Sebastian pulled off his hood. Blood streaked his face. His shoulder bandage was soaked red. His knuckles were split. But his eyes were bright. Fever-bright. Adrenaline and pain and something else.
Like this was where he belonged.
Like this was the only time he felt real.
“What the fuck are you doing here?” he asked.
“Saving your reckless ass.” I moved closer. Saw how he was favoring his left side. How his breathing was too shallow. How he was bleeding through at least three bandages.
“Had to be done.”
“Had to be done?” My voice rose. “You were nearly killed yesterday!”
“I wasn't hunting. I was stopping a weapons shipment—“
“By getting yourself shot?” I gestured at his shoulder. “That is fresh blood.”
“It's fine.”
“It is not fine!” I was shouting now. Couldn't stop. “You are bleeding. You are injured. You went out alone when you should be resting. What were you thinking?”

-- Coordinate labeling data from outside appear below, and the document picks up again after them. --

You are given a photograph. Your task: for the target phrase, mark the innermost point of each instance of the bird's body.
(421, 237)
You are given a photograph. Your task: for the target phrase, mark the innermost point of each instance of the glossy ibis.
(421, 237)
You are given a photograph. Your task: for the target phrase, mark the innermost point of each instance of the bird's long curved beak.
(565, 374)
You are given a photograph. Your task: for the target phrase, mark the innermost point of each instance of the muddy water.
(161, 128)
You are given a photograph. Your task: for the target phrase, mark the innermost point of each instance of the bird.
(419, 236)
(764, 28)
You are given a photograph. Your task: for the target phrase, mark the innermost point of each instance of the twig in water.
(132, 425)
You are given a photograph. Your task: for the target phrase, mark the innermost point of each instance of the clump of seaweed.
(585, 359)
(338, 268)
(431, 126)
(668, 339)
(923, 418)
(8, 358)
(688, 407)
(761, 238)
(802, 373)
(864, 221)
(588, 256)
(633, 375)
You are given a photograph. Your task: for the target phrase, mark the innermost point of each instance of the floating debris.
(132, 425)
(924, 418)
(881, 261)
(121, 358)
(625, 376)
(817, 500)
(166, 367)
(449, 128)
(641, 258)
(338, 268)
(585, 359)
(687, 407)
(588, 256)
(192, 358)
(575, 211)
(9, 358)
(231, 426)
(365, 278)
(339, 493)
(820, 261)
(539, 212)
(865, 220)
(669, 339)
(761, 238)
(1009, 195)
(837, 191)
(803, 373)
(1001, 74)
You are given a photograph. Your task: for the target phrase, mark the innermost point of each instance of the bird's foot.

“I was thinking people would die if I didn't act!” He shouted back. “I was thinking this shipment would arm gangs who prey on the weak! I was thinking—“
A groan from one of the bodies. The man Sebastian had slammed into the wall was stirring. Reaching for something at his belt. Gun. Small caliber but deadly at close range.
Sebastian moved without hesitation. Put an arrow through the man's hand. Pinned it to his own thigh. The man screamed.
“Stay down,” Sebastian said. Voice empty. Cold. “Next one goes through your skull.”
The man went very still.
I stared at Sebastian. At the casual brutality. At how easily he switched from arguing prince to something that looked like death personified.
“Who are you?” The question came out raw. Broken.
He looked at me. Really looked. And I saw exhaustion there. Bone-deep. Ancient. “Someone who's tired of pretending.”
Sirens wailed in the distance. Getting closer. Someone had called the police.
“We need to go,” I said. “Now.”
“Let me just—“
“Now, Sebastian. Police cannot find us here. Not like this.”
He hesitated. Then grabbed his bow. Started moving toward where he'd left the bike.
I followed. Each step agony. My ribs screaming. Shoulder burning. But I kept pace.
We reached the vehicles. He swung onto the motorcycle. Winced. His shoulder was worse than he was letting on.